I've seen people use a trailing underscore for member variables in classes, for instance in the renowned C++ FAQ Lite.

I think that it's purpose is not to mark variables as members, that's what "m_" is for. It's actual purpose is to make it possible to have an accessor method named like the field, like this:

class Foo {
public:
    bar the_bar() { return the_bar_; }
private:
    bar the_bar_;
}

Having accessors omit the "get_" part is common in the STL and boost, and I'm trying to develop a coding style as close to these as possible, but I can't really see them using the underscore trick. I wasn't able to find an accessor in STL or boost that would just return a private variable.

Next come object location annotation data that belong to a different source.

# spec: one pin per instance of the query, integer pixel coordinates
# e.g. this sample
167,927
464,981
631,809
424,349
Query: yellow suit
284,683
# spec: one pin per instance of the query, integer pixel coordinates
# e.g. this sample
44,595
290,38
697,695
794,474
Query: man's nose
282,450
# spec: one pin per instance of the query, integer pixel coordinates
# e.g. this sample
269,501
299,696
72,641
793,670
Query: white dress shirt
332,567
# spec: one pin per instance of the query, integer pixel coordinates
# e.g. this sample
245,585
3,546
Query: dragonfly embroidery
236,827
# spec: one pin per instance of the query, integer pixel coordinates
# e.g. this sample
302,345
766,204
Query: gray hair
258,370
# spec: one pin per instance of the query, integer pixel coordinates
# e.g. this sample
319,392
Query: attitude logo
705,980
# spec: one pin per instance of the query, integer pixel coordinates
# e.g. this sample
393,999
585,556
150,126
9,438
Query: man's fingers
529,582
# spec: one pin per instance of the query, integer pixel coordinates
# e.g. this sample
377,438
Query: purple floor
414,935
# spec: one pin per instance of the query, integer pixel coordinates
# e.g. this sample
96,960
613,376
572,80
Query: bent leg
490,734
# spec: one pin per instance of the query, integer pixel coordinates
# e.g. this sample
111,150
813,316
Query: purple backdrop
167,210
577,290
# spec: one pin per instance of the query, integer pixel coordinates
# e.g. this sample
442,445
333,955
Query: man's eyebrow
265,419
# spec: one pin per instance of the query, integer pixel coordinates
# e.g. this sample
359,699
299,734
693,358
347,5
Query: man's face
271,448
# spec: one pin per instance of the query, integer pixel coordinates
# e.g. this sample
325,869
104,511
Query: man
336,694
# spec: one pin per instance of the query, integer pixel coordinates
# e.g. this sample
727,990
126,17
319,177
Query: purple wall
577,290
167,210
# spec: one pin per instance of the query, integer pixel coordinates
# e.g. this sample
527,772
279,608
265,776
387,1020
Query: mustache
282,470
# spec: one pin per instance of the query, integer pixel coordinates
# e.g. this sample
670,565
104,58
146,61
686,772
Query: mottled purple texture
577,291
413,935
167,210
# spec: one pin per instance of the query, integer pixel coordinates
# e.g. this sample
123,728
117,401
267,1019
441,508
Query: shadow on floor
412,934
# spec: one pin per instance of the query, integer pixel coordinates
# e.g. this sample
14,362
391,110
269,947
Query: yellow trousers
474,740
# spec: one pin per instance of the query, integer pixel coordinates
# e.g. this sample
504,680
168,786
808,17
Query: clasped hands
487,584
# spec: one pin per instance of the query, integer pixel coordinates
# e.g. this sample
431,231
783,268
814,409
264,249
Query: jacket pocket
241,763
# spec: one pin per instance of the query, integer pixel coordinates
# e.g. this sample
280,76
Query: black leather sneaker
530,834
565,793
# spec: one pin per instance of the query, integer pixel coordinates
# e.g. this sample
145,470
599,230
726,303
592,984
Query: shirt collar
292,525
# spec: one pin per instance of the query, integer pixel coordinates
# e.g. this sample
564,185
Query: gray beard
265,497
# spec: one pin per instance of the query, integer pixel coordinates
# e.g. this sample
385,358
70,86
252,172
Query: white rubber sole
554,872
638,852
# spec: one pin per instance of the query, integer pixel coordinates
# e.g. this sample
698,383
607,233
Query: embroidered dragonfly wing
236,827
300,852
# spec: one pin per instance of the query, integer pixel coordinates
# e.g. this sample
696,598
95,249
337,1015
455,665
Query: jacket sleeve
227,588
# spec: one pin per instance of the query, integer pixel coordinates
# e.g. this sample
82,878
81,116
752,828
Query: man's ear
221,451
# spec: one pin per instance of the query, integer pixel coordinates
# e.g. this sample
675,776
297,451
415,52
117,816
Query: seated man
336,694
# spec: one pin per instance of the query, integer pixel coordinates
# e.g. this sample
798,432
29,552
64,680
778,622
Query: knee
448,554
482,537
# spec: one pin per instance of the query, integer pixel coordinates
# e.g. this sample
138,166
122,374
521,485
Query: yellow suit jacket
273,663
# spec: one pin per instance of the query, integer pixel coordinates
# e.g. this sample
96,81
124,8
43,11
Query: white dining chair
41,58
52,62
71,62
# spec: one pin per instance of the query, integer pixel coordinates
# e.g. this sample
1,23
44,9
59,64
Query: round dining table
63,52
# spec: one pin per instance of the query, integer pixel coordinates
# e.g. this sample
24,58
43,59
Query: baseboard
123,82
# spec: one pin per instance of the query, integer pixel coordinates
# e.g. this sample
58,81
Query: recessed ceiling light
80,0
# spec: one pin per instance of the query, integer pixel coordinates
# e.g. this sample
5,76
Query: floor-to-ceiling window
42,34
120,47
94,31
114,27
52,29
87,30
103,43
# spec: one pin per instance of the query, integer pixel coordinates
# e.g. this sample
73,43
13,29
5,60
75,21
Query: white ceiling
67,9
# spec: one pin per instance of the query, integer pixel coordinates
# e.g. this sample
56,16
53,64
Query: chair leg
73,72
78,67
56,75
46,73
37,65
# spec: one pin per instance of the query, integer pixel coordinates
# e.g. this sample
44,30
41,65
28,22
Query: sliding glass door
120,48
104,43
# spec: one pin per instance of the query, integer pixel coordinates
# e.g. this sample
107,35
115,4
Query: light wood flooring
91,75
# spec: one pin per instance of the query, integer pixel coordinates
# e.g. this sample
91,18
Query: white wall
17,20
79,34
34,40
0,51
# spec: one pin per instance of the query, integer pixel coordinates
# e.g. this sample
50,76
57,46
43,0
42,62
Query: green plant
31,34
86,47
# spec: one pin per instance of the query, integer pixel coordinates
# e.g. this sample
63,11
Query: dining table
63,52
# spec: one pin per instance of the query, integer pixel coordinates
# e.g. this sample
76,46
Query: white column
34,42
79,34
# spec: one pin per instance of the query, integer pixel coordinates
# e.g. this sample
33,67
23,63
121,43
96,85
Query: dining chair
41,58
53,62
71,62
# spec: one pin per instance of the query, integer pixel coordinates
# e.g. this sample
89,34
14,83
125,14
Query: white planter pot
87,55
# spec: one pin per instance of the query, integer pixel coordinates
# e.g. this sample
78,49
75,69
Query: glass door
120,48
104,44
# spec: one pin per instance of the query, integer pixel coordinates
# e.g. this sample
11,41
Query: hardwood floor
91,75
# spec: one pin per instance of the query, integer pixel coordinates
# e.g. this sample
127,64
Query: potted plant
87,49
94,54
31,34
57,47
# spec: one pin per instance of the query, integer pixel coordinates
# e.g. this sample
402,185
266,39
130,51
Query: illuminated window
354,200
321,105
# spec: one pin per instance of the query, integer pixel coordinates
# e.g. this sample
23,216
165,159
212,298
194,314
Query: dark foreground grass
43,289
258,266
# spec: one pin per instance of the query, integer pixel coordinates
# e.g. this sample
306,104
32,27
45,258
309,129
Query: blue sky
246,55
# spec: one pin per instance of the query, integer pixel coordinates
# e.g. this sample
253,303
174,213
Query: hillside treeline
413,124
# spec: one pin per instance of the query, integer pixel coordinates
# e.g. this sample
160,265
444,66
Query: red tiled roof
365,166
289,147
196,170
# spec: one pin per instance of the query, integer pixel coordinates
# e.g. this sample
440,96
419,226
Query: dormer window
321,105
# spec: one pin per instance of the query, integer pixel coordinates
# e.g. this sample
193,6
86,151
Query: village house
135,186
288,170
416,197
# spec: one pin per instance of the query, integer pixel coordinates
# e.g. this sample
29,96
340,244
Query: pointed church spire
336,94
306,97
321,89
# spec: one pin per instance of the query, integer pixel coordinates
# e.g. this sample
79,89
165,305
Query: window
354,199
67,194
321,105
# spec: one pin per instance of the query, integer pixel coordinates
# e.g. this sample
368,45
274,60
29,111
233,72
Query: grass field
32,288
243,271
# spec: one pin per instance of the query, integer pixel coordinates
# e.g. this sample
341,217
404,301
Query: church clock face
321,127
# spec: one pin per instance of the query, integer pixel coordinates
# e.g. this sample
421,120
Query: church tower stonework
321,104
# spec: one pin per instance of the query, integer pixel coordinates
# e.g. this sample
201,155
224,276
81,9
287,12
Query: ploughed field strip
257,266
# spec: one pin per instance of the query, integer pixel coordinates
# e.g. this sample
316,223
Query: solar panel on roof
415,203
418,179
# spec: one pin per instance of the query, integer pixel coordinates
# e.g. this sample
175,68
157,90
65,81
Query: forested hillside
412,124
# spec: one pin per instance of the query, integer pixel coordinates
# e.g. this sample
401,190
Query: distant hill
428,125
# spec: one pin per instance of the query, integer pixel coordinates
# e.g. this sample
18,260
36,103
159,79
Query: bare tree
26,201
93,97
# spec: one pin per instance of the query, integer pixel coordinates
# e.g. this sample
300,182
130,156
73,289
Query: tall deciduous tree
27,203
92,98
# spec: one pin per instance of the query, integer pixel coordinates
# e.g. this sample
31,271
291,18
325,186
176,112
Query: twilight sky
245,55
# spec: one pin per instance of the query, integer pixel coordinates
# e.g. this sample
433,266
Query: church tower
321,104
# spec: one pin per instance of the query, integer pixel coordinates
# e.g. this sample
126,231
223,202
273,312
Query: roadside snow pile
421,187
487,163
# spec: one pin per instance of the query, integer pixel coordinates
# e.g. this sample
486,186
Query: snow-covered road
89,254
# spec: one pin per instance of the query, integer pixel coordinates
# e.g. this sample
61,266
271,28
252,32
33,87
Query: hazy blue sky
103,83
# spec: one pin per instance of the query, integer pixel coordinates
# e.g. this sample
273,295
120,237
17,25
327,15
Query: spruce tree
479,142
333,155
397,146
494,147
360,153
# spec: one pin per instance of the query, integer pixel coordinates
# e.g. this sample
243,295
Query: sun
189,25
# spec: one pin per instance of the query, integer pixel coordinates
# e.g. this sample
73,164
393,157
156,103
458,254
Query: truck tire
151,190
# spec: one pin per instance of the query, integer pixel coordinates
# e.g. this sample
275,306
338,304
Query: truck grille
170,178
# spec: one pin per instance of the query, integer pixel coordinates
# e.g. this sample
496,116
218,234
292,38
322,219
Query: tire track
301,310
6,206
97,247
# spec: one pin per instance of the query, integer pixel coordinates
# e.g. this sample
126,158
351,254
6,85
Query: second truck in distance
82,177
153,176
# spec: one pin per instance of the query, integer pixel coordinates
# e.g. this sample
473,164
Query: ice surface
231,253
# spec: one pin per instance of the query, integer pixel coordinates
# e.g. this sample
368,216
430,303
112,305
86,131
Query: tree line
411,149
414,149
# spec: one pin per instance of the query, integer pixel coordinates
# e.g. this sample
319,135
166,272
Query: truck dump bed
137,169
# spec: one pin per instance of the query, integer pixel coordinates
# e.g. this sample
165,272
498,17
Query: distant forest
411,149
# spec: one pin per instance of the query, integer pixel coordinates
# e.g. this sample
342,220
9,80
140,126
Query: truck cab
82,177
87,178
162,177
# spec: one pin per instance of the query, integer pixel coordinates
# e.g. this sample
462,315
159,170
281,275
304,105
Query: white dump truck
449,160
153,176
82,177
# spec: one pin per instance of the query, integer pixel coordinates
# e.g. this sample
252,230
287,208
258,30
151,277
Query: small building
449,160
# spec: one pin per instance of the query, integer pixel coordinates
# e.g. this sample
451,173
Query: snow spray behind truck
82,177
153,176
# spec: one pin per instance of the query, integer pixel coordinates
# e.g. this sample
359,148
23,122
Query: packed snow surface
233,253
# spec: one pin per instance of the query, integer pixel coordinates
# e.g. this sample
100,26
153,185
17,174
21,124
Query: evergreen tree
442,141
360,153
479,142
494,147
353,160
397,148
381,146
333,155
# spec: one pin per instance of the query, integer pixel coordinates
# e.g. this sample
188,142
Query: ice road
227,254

I have a few questions I'm hoping you will be able to answer:

  1. Where does this convention come from? Smalltalk? Objective-C? Microsoft? I'm wondering.
  2. Would I use the trailing underscore for all private members or just as a workaround in case I want to name a function like a variable?
  3. Can you point me to STL or boost code that demonstrates trailing underscores for member variables?
  4. Does anybody know what Stroustrup's views on the issue are?
  5. Can you point me to further discussion of the issue?

7条回答
我命由我不由天
2楼-- · 2019-01-22 02:19

I'm guessing that utopia would have been to use a leading underscore - this is quite common in Java and C# for members.

However, for C, leading underscores aren't a good idea, so hence I guess the recommendation by the C++ FAQ Lite to go trailing underscore:

All identifiers that begin with an underscore and either an uppercase letter or another underscore are always reserved for any use.

All identifiers that begin with an underscore are always reserved for use as identifiers with file scope in both the ordinary and tag name spaces.